Excerpts from
Americas
By Thomas Boberg
The image of two snakes intertwining could be said to constitute the visualized mantra for Boberg´s novel Americas. Two snakes, standing as a metaphor for the meeting of two cultures or states of consciousness. Or the two snakes which this memoir rediscovers in the gene, the foundation of all living things. Snakes that might for that matter go on intertwining to infinity. And while there are certainly plenty of snakes, insects and creepy-crawlies in these tales from South America, the scheme of Boberg´s travel memoir also twines this way and that. No educational journey this, no questing after departure or arrival, instead there is the cosmopolitan´s constant craving for experience and perception which, in Boberg´s literary hands, turns to absorption. Absorption in the journey. And it is not only the body that is on the move, the mind, too, is sent off on its travels by the psychoactive substance ayahuasca - a consciousness-expanding drug used in shamanistic rituals and extracted from, among other things, a plant whose stems just happen to twine themselves around one another, like snakes.
Americas is a collection of 30 tales, each of which is allowed to stand as a one-off experience, with no overall narrative thread linking them together. It tells of journeys that range, in geographical terms, from the USA in the north to Peru in the south, with these points representing not only the opposite poles of his journey, but also the opposite poles of those cultural contrasts which shed light on one another and in so doing, help give the book its perspective.
In the opening chapters the narrator reveals himself as young, naive and seduced by the frenetic pace of American society and the pursuit of fresh highs. In the city, the narrator´s own sense of being dissolves - here travel equals escape. But when he is confronted with the truth-seeking shamanism that he comes across in Ecuador, Guatemala and Bolivia, as well as in Peru, his journey takes on a new dimension. Becoming an inner journey, in the course of which the narrator must face up to his fears.
Americas describes an inward as well as an outward prospect, a journey that demonstrates the power of myth, a world of wonders. But above all else, this journey is a literary project which contemplates the relationship between words, travel and life: a relationship that proves to be a constant paradox, since here the narrator is travelling, not in order to reach journey´s end full of enlightenment and a new understanding of the world, but in order to write. And it is Boberg the poet´s highly visual prose that weaves together these travel memoirs of his - with a rhythmic, melodic verve.
Gunvor Ganer Krejberg
in Danish Literary Magazine 16
Extract from Americas:
I could see a little fish in a brook three thousand feet below. No, I was not about to fly off, not that there wasn´t plenty of space. What if I didn´t come back? I struggled with that eagle for some time, I had to work really hard to hold it down. Each time a bird crossed the heavens it strained inside me, wanting to follow.
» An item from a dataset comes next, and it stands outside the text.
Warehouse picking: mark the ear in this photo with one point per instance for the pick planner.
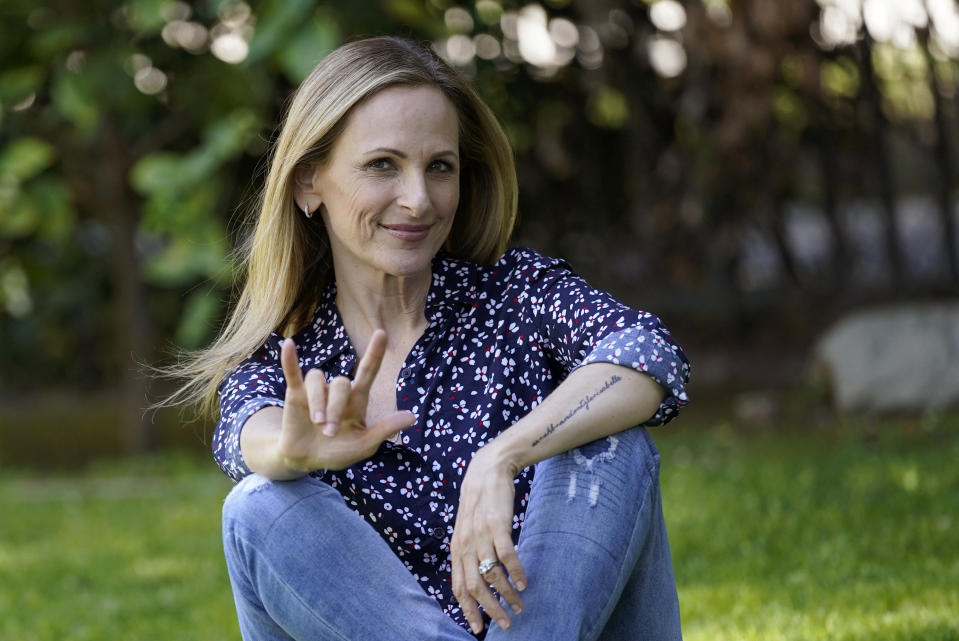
(304, 187)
There was a pigeon on the wing right above me and I flapped my arms and jumped up and down, filled with the uncontrollable urge to dig my claws into it.
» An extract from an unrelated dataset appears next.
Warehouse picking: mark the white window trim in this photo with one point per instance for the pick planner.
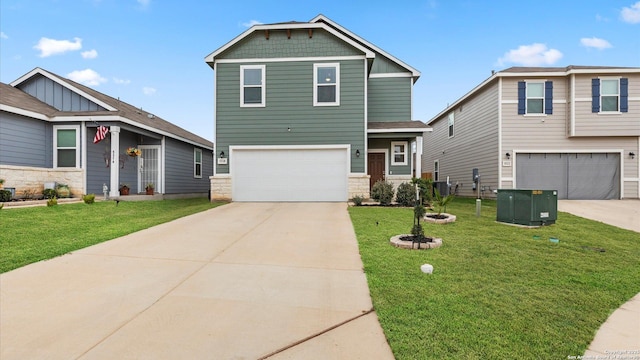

At last the eagle glided out of my body and joined another that had apparently been waiting by a clump of brushwood, then they both flew away. Soon they looked to be no more than shadows on the convex mirror of the sky. And I was myself again, more or less, the sun on the brink of slipping down behind the mountains.
A tawny-gold eagle soared over the ravine, I watched it for a while, all at once thinking of everything that I had lost. It occurred to me that I could have flown like that if I had not held back, if I had not been so bloody scared.